Many students feel they have been left to pick up the cheque for the Recreation and Athletics Centre’s $50,000 summer spending spree.

According to RAC management the money was used to pay for renovations and new equipment. As a result student membership fees have been bulked-up to $25 a semester and $45 for the year — a significant hike from the previous fee of $10 for the year.

“I think it’s too much for membership fees to go up by $35,” says Brendan Edwards, a second year journalism student. “It seems like this school tried to get every last penny.”

Edwards says he is upset the RAC did not inform him last year about the potential for a fee raise.

“I understand when a student says every cent counts, but we had to add new equipment,” says sports and RAC program director David Dubois. “What good is it coming here when you don’t have the equipment to work out with?”

The RAC’s additions include a variety of new cardio and resistance training equipment, a set of rubber dumbbells and the creation of a larger cardio training room.
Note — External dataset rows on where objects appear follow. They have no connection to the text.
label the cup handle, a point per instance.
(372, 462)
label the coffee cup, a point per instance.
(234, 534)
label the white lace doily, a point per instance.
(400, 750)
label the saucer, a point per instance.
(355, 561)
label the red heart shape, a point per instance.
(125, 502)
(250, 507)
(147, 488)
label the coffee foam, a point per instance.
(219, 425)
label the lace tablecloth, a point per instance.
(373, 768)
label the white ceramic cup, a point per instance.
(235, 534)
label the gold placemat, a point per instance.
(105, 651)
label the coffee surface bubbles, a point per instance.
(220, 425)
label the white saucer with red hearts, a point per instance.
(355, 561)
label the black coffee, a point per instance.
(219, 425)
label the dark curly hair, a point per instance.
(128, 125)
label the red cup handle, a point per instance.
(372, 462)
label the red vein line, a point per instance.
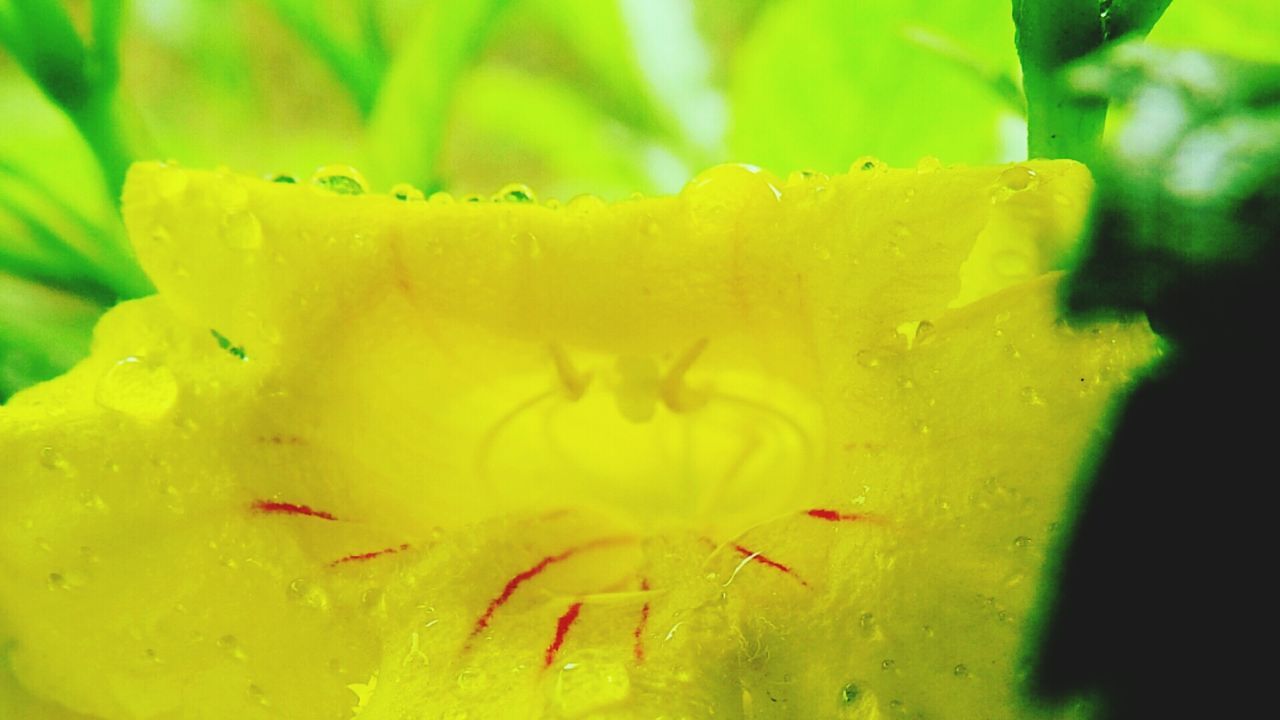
(562, 627)
(835, 515)
(769, 563)
(644, 621)
(520, 578)
(291, 509)
(369, 555)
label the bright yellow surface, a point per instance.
(664, 384)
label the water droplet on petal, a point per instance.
(172, 182)
(585, 204)
(1018, 178)
(1031, 396)
(864, 164)
(138, 388)
(727, 188)
(309, 595)
(406, 192)
(341, 180)
(54, 460)
(849, 693)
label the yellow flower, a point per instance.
(760, 450)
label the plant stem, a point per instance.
(1052, 33)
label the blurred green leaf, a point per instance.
(597, 35)
(821, 82)
(81, 81)
(41, 37)
(1242, 28)
(1189, 196)
(572, 144)
(408, 121)
(1121, 18)
(106, 19)
(42, 332)
(359, 68)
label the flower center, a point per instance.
(691, 440)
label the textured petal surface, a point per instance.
(759, 450)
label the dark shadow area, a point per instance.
(1165, 605)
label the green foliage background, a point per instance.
(570, 96)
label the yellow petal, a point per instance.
(760, 449)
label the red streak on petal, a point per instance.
(835, 515)
(562, 627)
(520, 578)
(369, 555)
(764, 560)
(640, 627)
(291, 509)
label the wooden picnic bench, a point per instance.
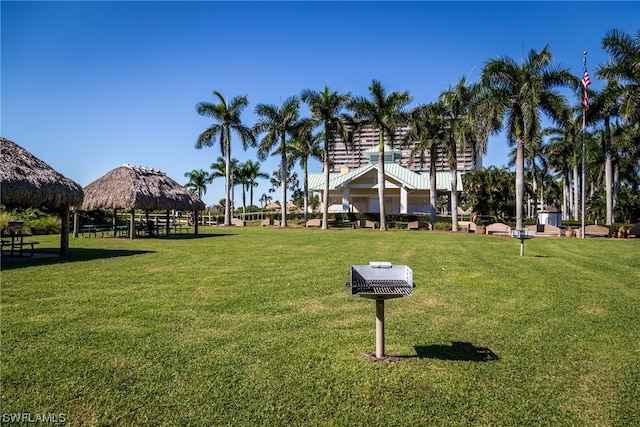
(17, 245)
(94, 229)
(13, 238)
(418, 225)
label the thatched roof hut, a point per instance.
(131, 187)
(29, 182)
(26, 181)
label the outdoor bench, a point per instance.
(101, 228)
(18, 245)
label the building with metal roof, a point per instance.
(356, 190)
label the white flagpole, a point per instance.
(584, 160)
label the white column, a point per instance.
(345, 199)
(403, 200)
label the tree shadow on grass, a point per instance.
(462, 351)
(75, 255)
(181, 236)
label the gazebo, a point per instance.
(133, 187)
(27, 181)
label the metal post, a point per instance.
(379, 328)
(584, 157)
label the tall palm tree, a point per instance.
(264, 200)
(198, 180)
(384, 112)
(426, 133)
(305, 145)
(562, 154)
(604, 106)
(464, 128)
(277, 123)
(219, 170)
(518, 94)
(227, 120)
(242, 176)
(253, 172)
(623, 67)
(326, 107)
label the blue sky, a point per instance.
(89, 86)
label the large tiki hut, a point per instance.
(26, 181)
(132, 187)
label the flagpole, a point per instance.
(584, 159)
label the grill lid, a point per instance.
(381, 280)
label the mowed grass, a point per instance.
(254, 326)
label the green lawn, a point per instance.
(254, 326)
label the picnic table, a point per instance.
(89, 229)
(15, 240)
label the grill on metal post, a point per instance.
(381, 281)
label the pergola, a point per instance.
(27, 181)
(132, 187)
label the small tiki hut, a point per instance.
(27, 181)
(132, 187)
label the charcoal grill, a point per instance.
(522, 235)
(381, 281)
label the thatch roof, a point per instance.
(132, 187)
(27, 181)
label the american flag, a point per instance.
(585, 86)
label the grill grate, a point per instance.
(380, 280)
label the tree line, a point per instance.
(510, 96)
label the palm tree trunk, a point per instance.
(576, 193)
(381, 183)
(454, 199)
(519, 181)
(227, 178)
(325, 194)
(433, 190)
(283, 222)
(306, 190)
(608, 172)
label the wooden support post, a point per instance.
(379, 328)
(132, 224)
(64, 234)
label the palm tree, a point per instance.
(562, 155)
(242, 176)
(463, 129)
(305, 145)
(326, 107)
(219, 170)
(227, 120)
(623, 67)
(198, 180)
(517, 94)
(426, 133)
(252, 170)
(264, 200)
(603, 107)
(277, 123)
(384, 112)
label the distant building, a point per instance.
(367, 138)
(356, 190)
One squash court was eliminated to accommodate the larger cardio facility.

“The new equipment looks good, but I just come here to use the gym and play basketball,” says Edwards. “There’s a lot of people who only use the gym and I’m sure they’re not happy that they have to pay that much more.”

Staff at the RAC say students complaining about the higher fee should toughen up.
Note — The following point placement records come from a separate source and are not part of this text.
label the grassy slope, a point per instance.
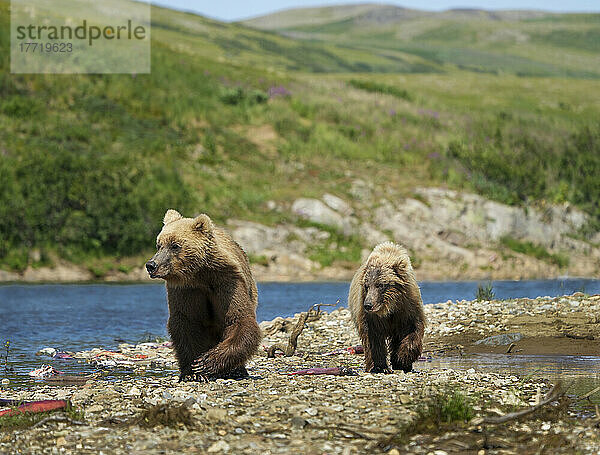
(89, 163)
(525, 43)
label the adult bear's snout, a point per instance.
(151, 266)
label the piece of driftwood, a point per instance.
(313, 313)
(57, 418)
(589, 394)
(555, 393)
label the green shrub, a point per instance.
(484, 293)
(376, 87)
(537, 251)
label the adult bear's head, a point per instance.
(183, 246)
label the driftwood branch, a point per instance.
(589, 394)
(313, 313)
(555, 393)
(57, 419)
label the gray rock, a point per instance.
(318, 212)
(501, 340)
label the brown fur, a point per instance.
(387, 310)
(212, 297)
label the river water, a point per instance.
(75, 317)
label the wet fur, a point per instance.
(212, 298)
(396, 325)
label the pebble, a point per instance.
(219, 446)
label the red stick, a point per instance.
(36, 406)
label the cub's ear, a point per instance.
(171, 215)
(203, 224)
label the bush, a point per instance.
(537, 251)
(484, 293)
(375, 87)
(237, 96)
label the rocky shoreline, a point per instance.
(274, 412)
(450, 236)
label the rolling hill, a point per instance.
(525, 43)
(239, 123)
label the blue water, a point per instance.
(75, 317)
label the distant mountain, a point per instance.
(525, 43)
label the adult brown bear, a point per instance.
(212, 297)
(387, 310)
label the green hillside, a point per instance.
(233, 117)
(525, 43)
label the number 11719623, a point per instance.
(45, 47)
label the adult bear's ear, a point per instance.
(402, 267)
(171, 215)
(203, 224)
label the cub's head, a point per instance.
(385, 279)
(183, 246)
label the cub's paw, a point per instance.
(380, 369)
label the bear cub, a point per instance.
(387, 310)
(212, 297)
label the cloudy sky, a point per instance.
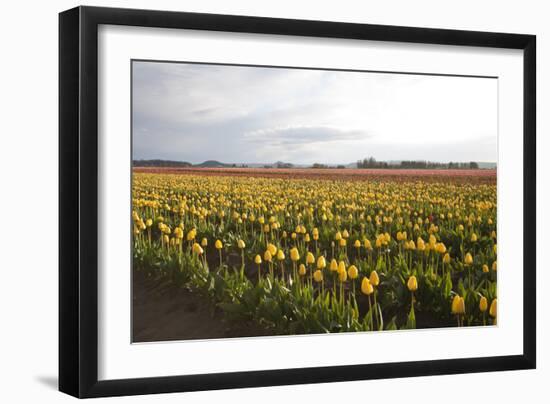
(236, 114)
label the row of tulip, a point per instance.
(351, 262)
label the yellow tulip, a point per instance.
(493, 308)
(446, 258)
(294, 254)
(197, 249)
(341, 266)
(468, 259)
(457, 305)
(366, 286)
(272, 249)
(483, 304)
(342, 275)
(333, 265)
(310, 258)
(353, 272)
(318, 276)
(374, 279)
(412, 284)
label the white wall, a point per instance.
(28, 197)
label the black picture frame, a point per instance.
(78, 200)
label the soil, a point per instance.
(164, 312)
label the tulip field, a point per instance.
(303, 254)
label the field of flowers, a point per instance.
(303, 255)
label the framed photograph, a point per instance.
(251, 201)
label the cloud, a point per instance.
(196, 112)
(303, 135)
“The price now is great,” says Meagan Brown, a part time RAC staff member. “I mean if you think about going to any other gym this is very cheap compared to anything else.”

Students who have used the new equipment say there has been a noticeable improvement quality from the older equipment.
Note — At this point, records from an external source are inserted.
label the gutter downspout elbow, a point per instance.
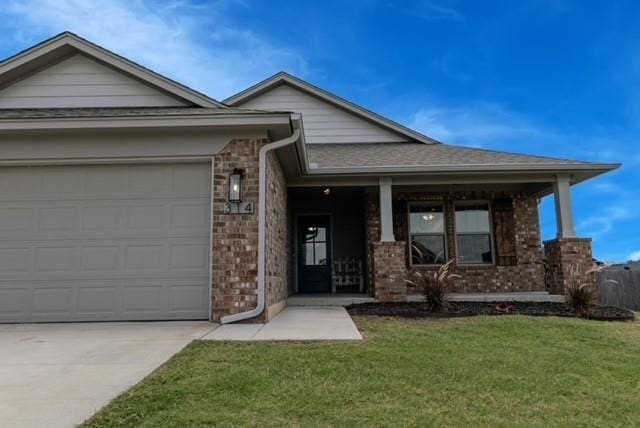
(262, 220)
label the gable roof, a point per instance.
(283, 78)
(65, 44)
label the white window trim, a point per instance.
(491, 231)
(444, 232)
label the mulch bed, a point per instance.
(466, 309)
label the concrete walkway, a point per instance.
(58, 375)
(304, 323)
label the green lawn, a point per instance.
(481, 371)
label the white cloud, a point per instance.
(434, 11)
(194, 44)
(476, 124)
(603, 221)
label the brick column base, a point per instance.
(389, 271)
(563, 253)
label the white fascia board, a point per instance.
(144, 122)
(112, 59)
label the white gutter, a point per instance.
(262, 220)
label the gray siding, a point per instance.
(81, 82)
(323, 123)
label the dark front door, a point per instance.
(314, 254)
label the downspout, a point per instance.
(262, 221)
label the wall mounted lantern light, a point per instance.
(235, 185)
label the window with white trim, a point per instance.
(473, 233)
(427, 234)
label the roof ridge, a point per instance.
(120, 62)
(282, 77)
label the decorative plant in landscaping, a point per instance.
(582, 293)
(505, 308)
(435, 286)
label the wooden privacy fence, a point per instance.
(624, 293)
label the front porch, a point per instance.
(385, 233)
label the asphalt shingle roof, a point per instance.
(359, 155)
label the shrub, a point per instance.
(434, 286)
(581, 292)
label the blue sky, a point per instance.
(552, 77)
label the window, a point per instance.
(315, 246)
(473, 233)
(426, 227)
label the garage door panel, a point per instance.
(16, 219)
(13, 302)
(98, 300)
(53, 300)
(100, 258)
(187, 298)
(132, 249)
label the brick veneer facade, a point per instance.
(277, 238)
(519, 261)
(235, 236)
(389, 271)
(561, 255)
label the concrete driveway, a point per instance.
(57, 375)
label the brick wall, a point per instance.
(520, 270)
(389, 271)
(277, 238)
(563, 253)
(235, 236)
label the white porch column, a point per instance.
(564, 213)
(386, 210)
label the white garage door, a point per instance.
(112, 242)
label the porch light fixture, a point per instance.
(235, 185)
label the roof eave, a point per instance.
(169, 121)
(471, 169)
“We probably have none of the premier fitness facilities in the OUA,” says Dubois.

According to Dubois Ryerson also has one of the lowest athletic fees in the province at $52, which is added to everyone’s tuition.

“It’s a personal choice to come in here,” says Amanda O’Brien, a second year computer science student. “Considering tuition prices to go up instead. I think it’s great.”

Still some students have yet to be sold on the greatness of the new facilities.

“They had decent equipment last year,” says Edwards. “If they added only five or ten dollars to the fee they could still be making a huge profit.”